Danish footballer (born 1999)

Marius Kryger Lindh (born 22 June 1999) is a Danish professional footballer who currently plays in the Faroe Islands Premier League for NSÍ Runavík as attacking midfielder.
In 2026 Marius Kryger Lindh made history, by becoming the first one-armed footballer to score in European club competition since the 1963/64 season. He scored an important 2-0 goal, when his Faroese club NSÍ Runavik turned a 0–2 home loss to the Slovenian side FC Koper into an overall victory after penalties.
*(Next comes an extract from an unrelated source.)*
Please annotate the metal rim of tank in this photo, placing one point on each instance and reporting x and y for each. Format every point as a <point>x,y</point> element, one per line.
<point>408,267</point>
The previous—and until now only—such case occurred almost 63 years ago, when Northern Irish striker Jimmy Hasty of Dundalk found the net against FC Zürich in the European Cup.

==Club career==

Marius Kryger Lindh started his senior career in the Danish club Slagelse B&I, where he debuted at 17 years old. In 2022 he moved to AB Argir where he soon became a profile. This paved the way for a transfer to B36 Tórshavn before the 2024 season.

After the 2024 season, Marius Kryger Lindh was awarded player of the year by the supporters of B36 Tórshavn.

Marius Kryger Lindh is one of the very few one armed players, who has participated in European club tournaments. That happened in 2024, where he played for B36 Tórshavn in Conference League against Auda from Latvia.

Marius Kryger Lindh's performances at B36 have turned him into a fan favorite, and his personal story resonates beyond football.

== Personal life ==
Marius Kryger Lindh is born without his right forearm, but this has never affected his football play. When performing physical training he uses a prosthesis.